I'm currently using
git annex reinject --known to deduplicate directories containing dozens number of huge (up to 4-13 Gb) files.
Let's focus on one example big file.
The file being reinjected is not already available in
.git/annex/objects. It will be after
git annex reinject --known completes.
The file being reinjected is on a different filesystem on the same disk. This might be important.
Time taken to process one file.
It's done in the background on a server and yields a log that shows how much time passes.
It looks like:
reinject my_big_file.dv (7 minutes pass) (checksum...) (20 minutes pass) ok
my_big_file.dv is 8.7G big.
With the USB2 bandwith available, reading that file can take between 7 and 12 minutes.
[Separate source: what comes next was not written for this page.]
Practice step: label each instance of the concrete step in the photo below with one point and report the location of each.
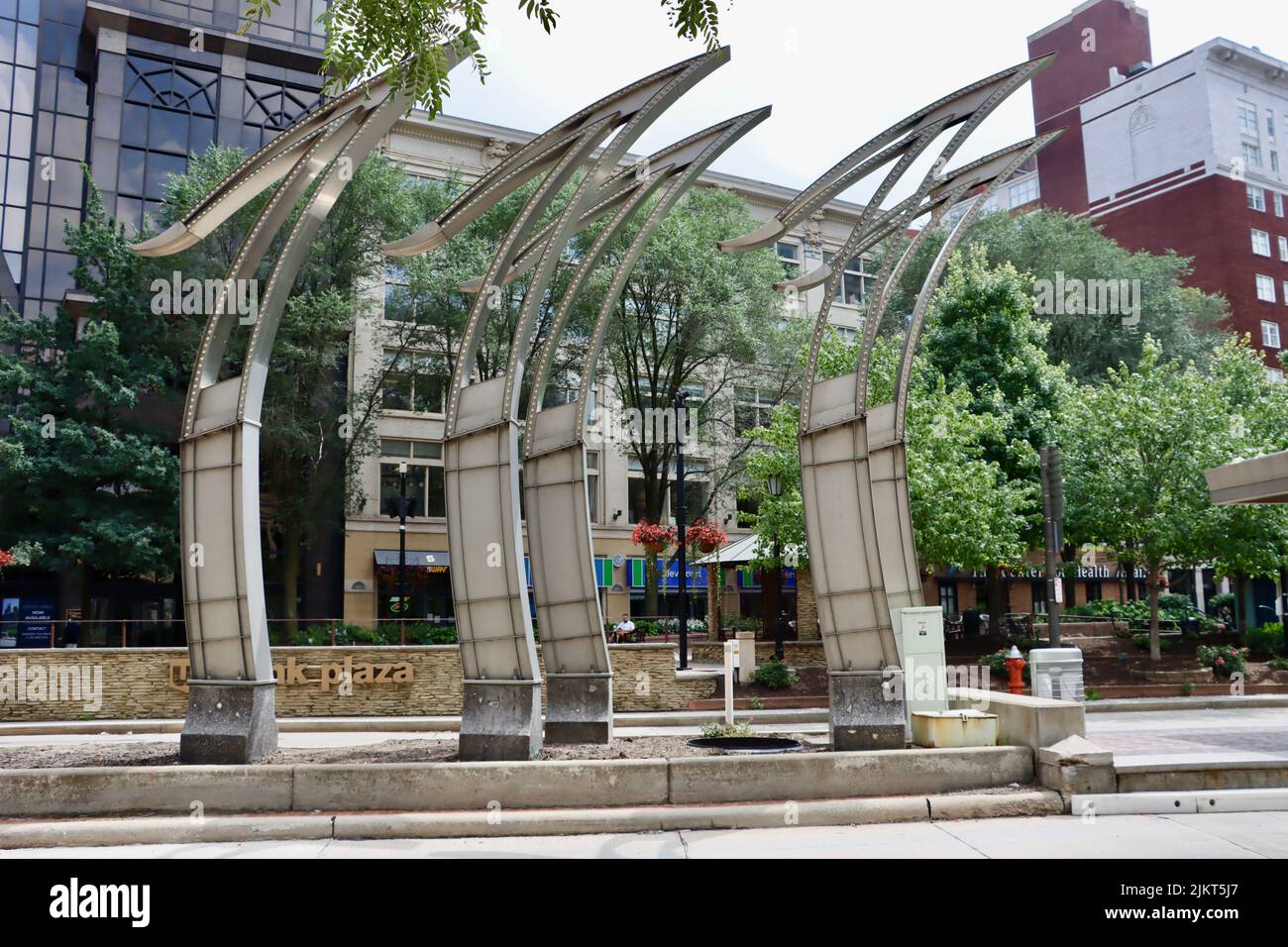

- 7 minutes is a reasonable time to read the whole file
- after "checksum..." appears, 20 minutes pass which is a reasonable time to move the file to the partition containing git-annex repository ... or to read it twice?
This looks "mostly reasonable", perhaps a little long.
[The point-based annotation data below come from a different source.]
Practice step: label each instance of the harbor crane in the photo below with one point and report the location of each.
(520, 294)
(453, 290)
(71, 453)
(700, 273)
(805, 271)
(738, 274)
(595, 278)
Source code in Hash.hs says:
mstat <- liftIO $ catchMaybeIO $ getFileStatus file case (mstat, fast) of (Just stat, False) -> do filesize <- liftIO $ getFileSize' file stat showAction "checksum" check <$> hashFile hash file filesize _ -> return True
I expected "checksum..." to appear before the checksum is actually computed, and source code appears to confirm that (trying to compensate ignorance of Haskell with knowledge of OCaml, pure functions, closures, functional programming, including C# and reactive programming).
- Is it true that checksum is computed after "checksum..." appears?
- Why do 7 minute pass before "checksum..." appear? What happens?
- What happens in the 20 minutes after "checksum..." appear and before "ok"?